On the other hand, a joint application also requires that you combine the debt obligations of each party that are carried in separate names. That is not an issue for you, but it could weaken other applications. The other downside of the joint application is that the lower of the two credit scores is used in pricing the loan. You do have that problem.

In deciding whether to apply singly or jointly, you need to consider the implications of the decision separately for qualification and pricing. Qualification is a yes/no affair; you either qualify for a particular loan type or you don’t. If you can only qualify by applying jointly, then that is what you do, and there is nothing more to consider. If you can qualify singly, you might still want to apply jointly if doing so results in a lower cost, a possibility considered below.

In determining whether you qualify, I used the qualification calculator on my website. The calculator shows the mortgages for which a user qualifies, the mortgages for which they don’t qualify, and exactly what they need to do to shift a mortgage from the second category to the first.

In qualifying you singly, I assumed that you put 5 percent down, which uses up most of your cash. With 5 percent down and a credit score of 800, you qualify for a 30-year fixed-rate loan and a 5/1 adjustable. You do not qualify for a 15-year fixed rate loan, however, because the larger payment on the 15 brings your debt-to-income ratio to 49.9 percent, which is above the maximum of 43 percent.

If you apply jointly, the larger joint income allows you to qualify for all three mortgages, including the 15-year. This is only relevant if you want the 15, which saves on interest cost but carries a substantially higher payment.

If you can qualify either way, your selection of single versus joint application can be based on the one that results in the lower cost. I measure your costs over the 7 years you expect to be in the house. They consist of upfront fees and charges, monthly payments including mortgage insurance, and interest loss on both upfront and monthly charges, less tax savings and balance reduction. On May 30, the total cost to you of a 30-year fixed-rate mortgage on a joint application was $100,499 compared to $112,634 on a single application. The cost difference on a 15-year was about the same.
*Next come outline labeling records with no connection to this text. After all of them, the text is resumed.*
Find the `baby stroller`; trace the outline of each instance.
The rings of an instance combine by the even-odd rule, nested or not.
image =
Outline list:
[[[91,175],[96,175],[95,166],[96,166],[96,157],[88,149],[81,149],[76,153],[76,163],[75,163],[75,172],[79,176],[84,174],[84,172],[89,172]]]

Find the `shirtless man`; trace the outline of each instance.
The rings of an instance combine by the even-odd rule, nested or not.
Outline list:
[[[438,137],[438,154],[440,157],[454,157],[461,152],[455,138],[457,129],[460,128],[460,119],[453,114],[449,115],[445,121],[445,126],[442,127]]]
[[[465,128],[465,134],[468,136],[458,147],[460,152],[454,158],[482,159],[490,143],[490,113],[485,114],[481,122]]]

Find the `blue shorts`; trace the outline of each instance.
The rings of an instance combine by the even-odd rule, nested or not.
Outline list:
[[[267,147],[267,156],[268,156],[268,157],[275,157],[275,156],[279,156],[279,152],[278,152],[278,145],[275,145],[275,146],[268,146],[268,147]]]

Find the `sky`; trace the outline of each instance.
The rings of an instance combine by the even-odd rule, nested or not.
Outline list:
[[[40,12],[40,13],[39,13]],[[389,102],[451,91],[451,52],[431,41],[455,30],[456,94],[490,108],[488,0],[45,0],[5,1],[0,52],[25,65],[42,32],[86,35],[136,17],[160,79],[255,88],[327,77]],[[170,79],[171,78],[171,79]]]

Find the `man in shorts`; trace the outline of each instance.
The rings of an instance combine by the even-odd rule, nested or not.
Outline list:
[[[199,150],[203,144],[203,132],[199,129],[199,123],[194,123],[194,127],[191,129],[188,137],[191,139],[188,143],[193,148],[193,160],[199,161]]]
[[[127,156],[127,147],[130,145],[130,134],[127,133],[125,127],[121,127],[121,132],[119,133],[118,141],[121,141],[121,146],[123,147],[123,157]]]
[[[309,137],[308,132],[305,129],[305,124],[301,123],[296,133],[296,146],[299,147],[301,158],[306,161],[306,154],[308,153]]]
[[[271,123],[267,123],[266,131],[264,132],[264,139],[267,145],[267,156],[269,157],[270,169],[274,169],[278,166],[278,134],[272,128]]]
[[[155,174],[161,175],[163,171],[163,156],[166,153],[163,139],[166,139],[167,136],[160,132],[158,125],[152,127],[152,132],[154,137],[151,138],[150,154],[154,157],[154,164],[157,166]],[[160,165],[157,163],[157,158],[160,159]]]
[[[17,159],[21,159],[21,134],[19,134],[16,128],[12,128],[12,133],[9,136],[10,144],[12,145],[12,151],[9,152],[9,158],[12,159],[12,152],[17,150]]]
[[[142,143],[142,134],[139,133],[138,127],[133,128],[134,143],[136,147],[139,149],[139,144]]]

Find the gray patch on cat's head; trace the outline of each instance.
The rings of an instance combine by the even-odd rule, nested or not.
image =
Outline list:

A joint application will save you money because your wife has enough assets in her own name to double the size of the down payment, from 5 percent to 10 percent. The cost reduction resulting from the larger down payment swamps the cost increase stemming from using her lower credit score.

If you use a loan officer or mortgage broker to guide you through the process, his or her focus will be on qualification rather than pricing. If you can’t qualify, there can be no deal, and no deal means no commission. If you can only qualify in one way, whether it is single or joint, that is the way your adviser will guide you. And that’s OK, because on that issue your interests and those of your adviser are aligned. But if you can qualify either way, then you want to use the option that will cost the least, and in making that decision you may not receive any help.

Yet the issue is very simple. A joint application means a lower credit score, which raises the price. So you do it only if the spouse with the lower credit score has enough financial assets to lower the mortgage cost by increasing the down payment. Note that the increase in down payment must go past a pricing notch point: 5 percent, 10 percent, 15 percent or 20 percent. An increase from 5 percent to 9 percent will not help, but raising it from 9 percent to 10 percent will.

Of course, it would help even more if your spouse transferred her assets to you, so that you could apply singly with both a larger down payment and a higher credit score. I don’t recommend making an asset transfer on a temporary basis for the sole purpose of increasing the down payment, and the underwriter won’t allow it in any case. If you want to go this route without a challenge, the asset transfers should occur no less than 90 days prior to the date of the loan application. Because you started thinking about this early, you have the 90 days that are needed.